To build on the earlier analogy: instead of sending a whole truck down the road to transport what might be just a small package to one destination, that one truck can now be fully loaded with different deliveries to be sent to different places on the same trip.

OFDMA ensures that all of an available channel, like a truck now properly filled, is used effectively.

In other words, every WiFi transmission from your router is now more effectively used to transmit information to all connected devices, which means faster connectivity especially in an area with many devices.

Greater Battery Life, Less Interference

For devices that rely on battery power (and there are a lot), WiFi 6 has also introduced a new feature called Target Wake Time or TWT that essentially lets your router and devices negotiate and be smarter about how often they send and receive data.

This is especially relevant for smart appliances like smart locks and temperature sensors that need to periodically ping your router to report their status. Rather than having each device decide on its own when and how often to ping the router, TWT allows your router to schedule when individual devices should use the wireless network.

This can have a huge impact of battery life as these smaller smart devices don’t need to be on when they aren’t transmitting and can go to sleep for longer periods of time.
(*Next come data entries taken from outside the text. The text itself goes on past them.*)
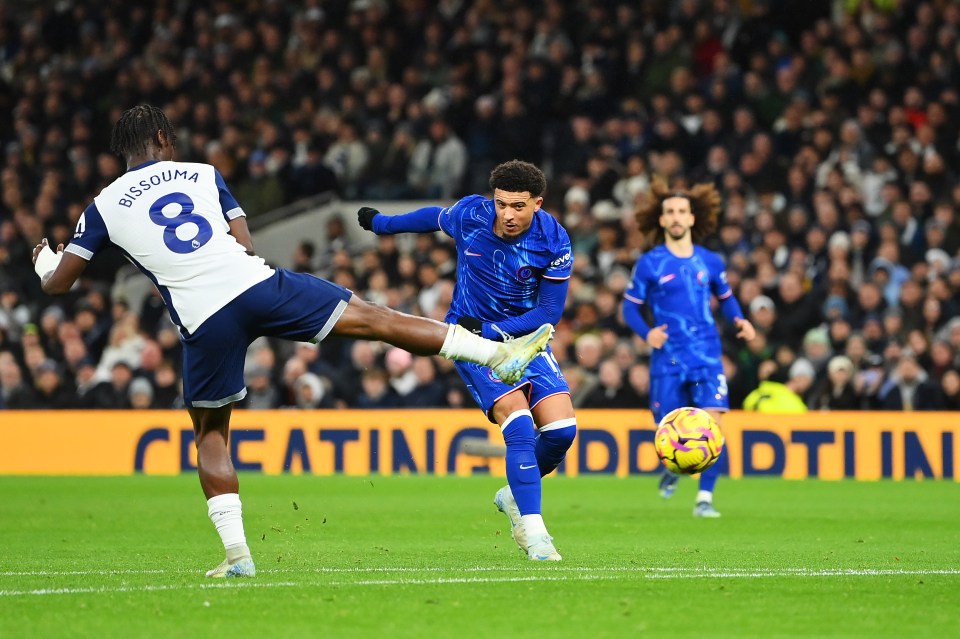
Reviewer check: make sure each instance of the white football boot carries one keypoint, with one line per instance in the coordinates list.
(506, 504)
(513, 357)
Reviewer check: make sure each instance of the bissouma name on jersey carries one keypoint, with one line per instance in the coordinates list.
(156, 179)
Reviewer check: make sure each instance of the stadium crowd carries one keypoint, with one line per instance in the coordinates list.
(831, 129)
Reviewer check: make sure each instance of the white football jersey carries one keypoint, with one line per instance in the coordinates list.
(171, 220)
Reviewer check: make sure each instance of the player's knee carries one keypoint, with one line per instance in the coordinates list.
(518, 430)
(559, 434)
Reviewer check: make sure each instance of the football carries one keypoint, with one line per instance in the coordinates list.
(688, 440)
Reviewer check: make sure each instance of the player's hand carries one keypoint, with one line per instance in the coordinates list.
(365, 217)
(745, 329)
(472, 324)
(657, 336)
(45, 260)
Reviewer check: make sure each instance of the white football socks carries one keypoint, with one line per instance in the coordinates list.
(226, 514)
(461, 344)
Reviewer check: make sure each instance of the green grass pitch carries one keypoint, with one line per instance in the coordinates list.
(391, 557)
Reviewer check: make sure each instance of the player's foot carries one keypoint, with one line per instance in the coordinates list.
(541, 548)
(506, 504)
(513, 357)
(705, 509)
(668, 483)
(242, 567)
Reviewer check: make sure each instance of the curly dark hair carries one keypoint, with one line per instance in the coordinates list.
(517, 176)
(137, 127)
(705, 204)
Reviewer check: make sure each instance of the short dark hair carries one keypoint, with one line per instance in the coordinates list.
(137, 127)
(517, 176)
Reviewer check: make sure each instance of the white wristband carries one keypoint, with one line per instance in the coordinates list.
(47, 261)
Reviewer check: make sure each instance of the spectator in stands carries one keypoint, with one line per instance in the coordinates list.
(909, 387)
(781, 398)
(612, 391)
(376, 391)
(837, 391)
(429, 391)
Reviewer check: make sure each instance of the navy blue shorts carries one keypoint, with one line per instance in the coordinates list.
(541, 380)
(701, 388)
(294, 306)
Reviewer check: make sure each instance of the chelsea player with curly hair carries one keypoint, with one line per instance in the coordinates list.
(675, 281)
(513, 269)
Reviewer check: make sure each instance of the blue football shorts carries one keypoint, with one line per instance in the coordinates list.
(294, 306)
(701, 388)
(541, 380)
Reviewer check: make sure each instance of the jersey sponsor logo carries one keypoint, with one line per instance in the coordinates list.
(563, 259)
(81, 226)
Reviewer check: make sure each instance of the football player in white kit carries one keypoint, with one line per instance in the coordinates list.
(180, 225)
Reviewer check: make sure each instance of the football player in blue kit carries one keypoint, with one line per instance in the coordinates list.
(675, 281)
(181, 226)
(513, 269)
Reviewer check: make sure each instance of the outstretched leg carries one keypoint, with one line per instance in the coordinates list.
(422, 336)
(220, 485)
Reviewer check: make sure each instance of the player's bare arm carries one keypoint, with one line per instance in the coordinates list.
(240, 230)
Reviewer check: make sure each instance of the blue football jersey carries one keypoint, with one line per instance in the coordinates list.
(677, 291)
(499, 278)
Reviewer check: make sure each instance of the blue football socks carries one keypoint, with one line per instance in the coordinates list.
(523, 471)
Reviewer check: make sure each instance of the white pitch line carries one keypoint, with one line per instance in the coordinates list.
(573, 574)
(705, 571)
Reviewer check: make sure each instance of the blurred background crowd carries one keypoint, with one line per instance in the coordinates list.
(830, 127)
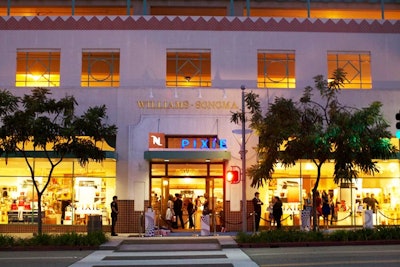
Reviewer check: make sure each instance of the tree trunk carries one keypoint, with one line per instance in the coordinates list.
(314, 211)
(40, 225)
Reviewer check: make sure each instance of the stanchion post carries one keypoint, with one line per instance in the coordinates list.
(254, 221)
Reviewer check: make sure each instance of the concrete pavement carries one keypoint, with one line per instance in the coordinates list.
(182, 249)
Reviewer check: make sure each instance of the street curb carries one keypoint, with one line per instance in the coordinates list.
(318, 244)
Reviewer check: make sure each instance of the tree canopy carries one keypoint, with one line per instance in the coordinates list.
(51, 126)
(318, 128)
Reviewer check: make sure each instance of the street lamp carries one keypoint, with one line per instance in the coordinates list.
(243, 157)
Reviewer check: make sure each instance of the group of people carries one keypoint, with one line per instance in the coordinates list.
(174, 212)
(275, 210)
(370, 202)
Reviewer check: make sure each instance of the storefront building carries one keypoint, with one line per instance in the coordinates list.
(170, 84)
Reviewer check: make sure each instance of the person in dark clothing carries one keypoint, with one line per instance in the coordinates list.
(178, 210)
(257, 203)
(277, 211)
(114, 215)
(191, 210)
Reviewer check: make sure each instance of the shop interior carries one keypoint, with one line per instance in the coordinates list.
(73, 192)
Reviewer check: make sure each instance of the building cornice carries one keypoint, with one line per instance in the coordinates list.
(174, 23)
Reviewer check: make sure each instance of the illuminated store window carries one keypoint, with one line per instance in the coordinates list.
(188, 68)
(357, 66)
(73, 194)
(276, 69)
(38, 68)
(188, 11)
(100, 68)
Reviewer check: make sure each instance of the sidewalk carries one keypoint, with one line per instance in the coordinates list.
(188, 240)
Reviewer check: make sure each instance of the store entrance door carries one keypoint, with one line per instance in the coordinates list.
(191, 188)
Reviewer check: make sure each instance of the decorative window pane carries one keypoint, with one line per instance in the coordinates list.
(276, 69)
(38, 68)
(357, 66)
(100, 68)
(188, 68)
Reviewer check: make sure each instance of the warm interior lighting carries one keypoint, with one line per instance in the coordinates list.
(47, 80)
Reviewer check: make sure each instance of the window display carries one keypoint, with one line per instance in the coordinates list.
(65, 201)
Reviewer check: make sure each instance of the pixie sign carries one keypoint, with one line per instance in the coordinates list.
(203, 143)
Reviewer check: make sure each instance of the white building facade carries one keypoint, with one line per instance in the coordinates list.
(191, 107)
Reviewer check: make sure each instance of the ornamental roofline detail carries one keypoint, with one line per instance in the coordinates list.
(196, 23)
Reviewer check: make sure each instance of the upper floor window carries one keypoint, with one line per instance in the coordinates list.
(276, 69)
(38, 68)
(188, 68)
(100, 68)
(357, 66)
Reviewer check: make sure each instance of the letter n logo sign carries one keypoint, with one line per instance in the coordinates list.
(156, 140)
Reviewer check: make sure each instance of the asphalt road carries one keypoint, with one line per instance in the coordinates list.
(41, 258)
(327, 256)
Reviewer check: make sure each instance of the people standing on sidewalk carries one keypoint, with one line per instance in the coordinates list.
(257, 203)
(169, 214)
(277, 211)
(326, 210)
(191, 210)
(178, 210)
(114, 215)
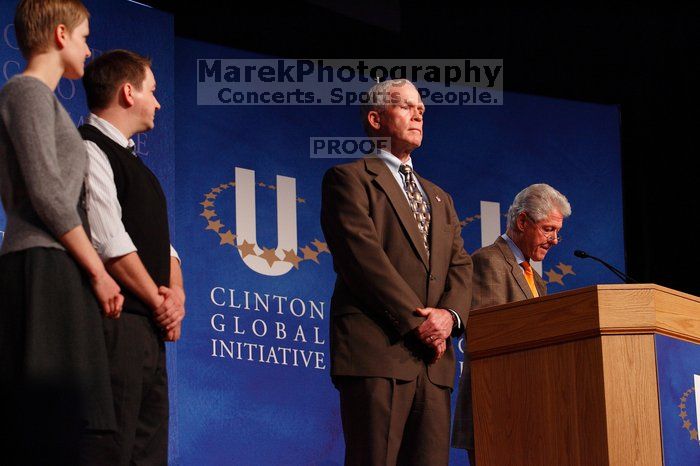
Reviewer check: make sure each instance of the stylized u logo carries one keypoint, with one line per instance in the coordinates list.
(246, 225)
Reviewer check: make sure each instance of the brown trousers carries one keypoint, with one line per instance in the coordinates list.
(393, 422)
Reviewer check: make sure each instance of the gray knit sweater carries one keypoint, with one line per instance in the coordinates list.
(42, 166)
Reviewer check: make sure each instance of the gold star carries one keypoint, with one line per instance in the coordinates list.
(291, 257)
(208, 214)
(246, 248)
(566, 269)
(554, 277)
(227, 238)
(270, 256)
(320, 246)
(309, 254)
(216, 226)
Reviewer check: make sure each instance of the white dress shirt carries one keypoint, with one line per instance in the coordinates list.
(393, 163)
(109, 237)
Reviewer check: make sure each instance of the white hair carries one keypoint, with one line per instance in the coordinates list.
(378, 97)
(537, 201)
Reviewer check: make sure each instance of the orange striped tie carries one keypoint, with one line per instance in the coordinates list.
(530, 278)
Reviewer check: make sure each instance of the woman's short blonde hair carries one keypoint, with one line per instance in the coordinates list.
(36, 21)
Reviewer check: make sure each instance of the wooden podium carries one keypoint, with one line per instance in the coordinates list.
(570, 378)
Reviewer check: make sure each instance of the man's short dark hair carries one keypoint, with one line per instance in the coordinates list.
(107, 73)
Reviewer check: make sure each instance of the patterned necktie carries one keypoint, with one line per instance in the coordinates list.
(419, 206)
(530, 278)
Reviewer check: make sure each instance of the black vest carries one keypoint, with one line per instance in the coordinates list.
(144, 212)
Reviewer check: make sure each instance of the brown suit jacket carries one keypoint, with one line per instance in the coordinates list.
(498, 279)
(384, 273)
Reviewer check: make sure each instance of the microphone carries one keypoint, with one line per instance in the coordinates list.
(622, 276)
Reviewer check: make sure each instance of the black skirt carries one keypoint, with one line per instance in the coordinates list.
(51, 340)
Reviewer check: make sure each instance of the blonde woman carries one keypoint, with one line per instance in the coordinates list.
(53, 286)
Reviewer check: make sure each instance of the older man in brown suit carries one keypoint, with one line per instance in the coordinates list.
(502, 274)
(403, 289)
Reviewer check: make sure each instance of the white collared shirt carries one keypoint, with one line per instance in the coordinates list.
(519, 256)
(109, 237)
(393, 163)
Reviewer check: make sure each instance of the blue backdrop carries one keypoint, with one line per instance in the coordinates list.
(238, 405)
(250, 379)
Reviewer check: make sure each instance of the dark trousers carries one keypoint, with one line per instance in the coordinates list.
(140, 385)
(388, 421)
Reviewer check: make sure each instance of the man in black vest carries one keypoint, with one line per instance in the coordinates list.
(127, 209)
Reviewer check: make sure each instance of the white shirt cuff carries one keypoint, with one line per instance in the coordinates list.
(117, 246)
(173, 253)
(459, 321)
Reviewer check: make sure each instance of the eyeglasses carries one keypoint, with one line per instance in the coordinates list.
(552, 237)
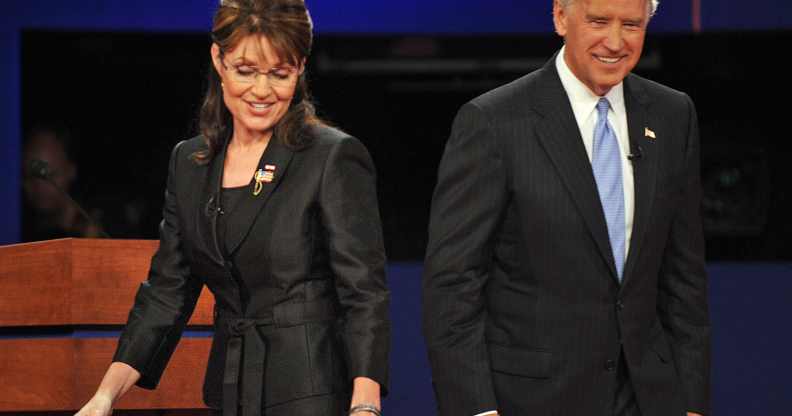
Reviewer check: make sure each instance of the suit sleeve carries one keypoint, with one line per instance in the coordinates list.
(468, 205)
(350, 214)
(683, 307)
(164, 302)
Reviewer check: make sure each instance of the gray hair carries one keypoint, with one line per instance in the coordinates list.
(652, 5)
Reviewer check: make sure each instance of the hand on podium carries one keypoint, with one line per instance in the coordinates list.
(120, 377)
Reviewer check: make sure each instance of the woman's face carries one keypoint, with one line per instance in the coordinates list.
(257, 86)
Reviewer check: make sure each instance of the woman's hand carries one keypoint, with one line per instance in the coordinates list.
(118, 380)
(99, 405)
(365, 391)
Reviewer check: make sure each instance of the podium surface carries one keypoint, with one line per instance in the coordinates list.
(63, 304)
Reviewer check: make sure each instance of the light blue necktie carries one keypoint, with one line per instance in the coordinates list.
(606, 162)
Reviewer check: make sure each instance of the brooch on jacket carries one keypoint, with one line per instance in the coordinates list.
(262, 176)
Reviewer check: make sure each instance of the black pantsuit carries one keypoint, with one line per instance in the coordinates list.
(299, 284)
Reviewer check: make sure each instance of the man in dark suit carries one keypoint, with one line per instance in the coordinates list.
(565, 268)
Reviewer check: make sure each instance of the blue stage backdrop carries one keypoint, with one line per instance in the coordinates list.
(462, 17)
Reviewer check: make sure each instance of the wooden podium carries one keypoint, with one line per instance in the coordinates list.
(62, 303)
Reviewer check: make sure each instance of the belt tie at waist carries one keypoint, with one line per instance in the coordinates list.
(245, 350)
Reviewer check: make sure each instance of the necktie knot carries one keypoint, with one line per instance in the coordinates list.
(603, 105)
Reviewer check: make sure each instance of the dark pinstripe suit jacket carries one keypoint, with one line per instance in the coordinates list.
(522, 308)
(307, 267)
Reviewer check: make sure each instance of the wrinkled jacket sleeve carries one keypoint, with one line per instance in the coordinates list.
(682, 305)
(350, 214)
(165, 301)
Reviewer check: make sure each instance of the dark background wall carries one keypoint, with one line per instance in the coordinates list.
(127, 79)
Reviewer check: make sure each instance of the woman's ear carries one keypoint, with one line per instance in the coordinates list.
(216, 60)
(302, 66)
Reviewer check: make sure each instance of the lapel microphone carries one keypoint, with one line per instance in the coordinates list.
(636, 156)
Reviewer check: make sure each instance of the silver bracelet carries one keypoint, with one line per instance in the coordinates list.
(365, 408)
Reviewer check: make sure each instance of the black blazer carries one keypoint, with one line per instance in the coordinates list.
(523, 311)
(303, 292)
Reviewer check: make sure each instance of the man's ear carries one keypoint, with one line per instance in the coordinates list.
(560, 17)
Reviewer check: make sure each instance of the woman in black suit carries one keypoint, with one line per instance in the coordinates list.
(277, 214)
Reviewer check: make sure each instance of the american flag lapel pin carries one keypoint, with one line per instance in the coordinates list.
(269, 173)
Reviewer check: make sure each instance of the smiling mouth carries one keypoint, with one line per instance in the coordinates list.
(608, 60)
(260, 106)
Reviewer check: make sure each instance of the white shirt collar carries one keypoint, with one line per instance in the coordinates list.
(583, 100)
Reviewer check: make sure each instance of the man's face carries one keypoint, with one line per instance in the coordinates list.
(604, 39)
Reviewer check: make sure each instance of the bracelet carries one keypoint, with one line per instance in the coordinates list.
(365, 408)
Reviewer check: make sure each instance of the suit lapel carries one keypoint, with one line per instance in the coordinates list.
(644, 168)
(560, 137)
(275, 159)
(208, 207)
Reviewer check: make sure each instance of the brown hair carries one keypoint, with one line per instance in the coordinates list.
(288, 27)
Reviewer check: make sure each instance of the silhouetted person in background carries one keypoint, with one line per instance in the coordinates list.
(48, 213)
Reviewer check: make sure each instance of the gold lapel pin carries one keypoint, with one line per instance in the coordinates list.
(263, 176)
This can mean the difference between waking up 100 times per second (which was mostly the default for many devices) and waking up once a second.

Additionally, enabling your router to plan and schedule transmissions with each device helps minimise wireless interference i.e. your devices won’t be fighting over WiFi channels and bandwidth, improving overall WiFi connectivity.

Getting a WiFi 6 Router

While WiFi 6 officially launched in 2019, it’s only this year that we’ve seen WiFi routers supporting the standard readily available on the market. If you don’t see “WiFi 6” in the router’s name, it’s because some router manufacturers are still following the older WiFi standard naming convention i.e. 802.11ax is the same as WiFi 6, so the router’s name may have an “AX” in the name instead.

So, should you get a new WiFi 6 router? If you have an older router, perhaps one that’s of a WiFi 4 standard (a.k.a. 802.11n) or older and you’re not happy with your current WiFi speeds, it may be a good idea to upgrade. Your older router may be the bottleneck in your home’s network setup.

If you have have several heavy WiFi users in your house or have many smart home devices, getting a new WiFi 6 router may be a worthwhile investment as well. As mentioned, WiFi 6 offers big improvements especially when it comes to supporting multiple connected devices.

Like previous standards, WiFi 6 routers are available at different prices with different hardware specs and performance capabilities. Here are a couple we could recommend:

ASUS ROG Rapture GT-AX11000 Gaming Router

One of the first WiFi 6 routers made available in 2019, the ASUS ROG Rapture GT-AX11000 has proven to be a popular choice for those looking for faster WiFi speeds and greater coverage at a respectable cost. It is one of the fastest WiFi 6 routers on the market today and is an ideal blend of performance, features and price.

ASUS TUF Gaming AX3000 Router

If you have a more modest budget, the ASUS TUF Gaming AX3000 router is a brand new 2020 model that delivers excellent WiFi 6 performance at a mid-range price point. It is also the first WiFi router in the ASUS TUF Gaming series: a line of products specifically tested for their stability and durability.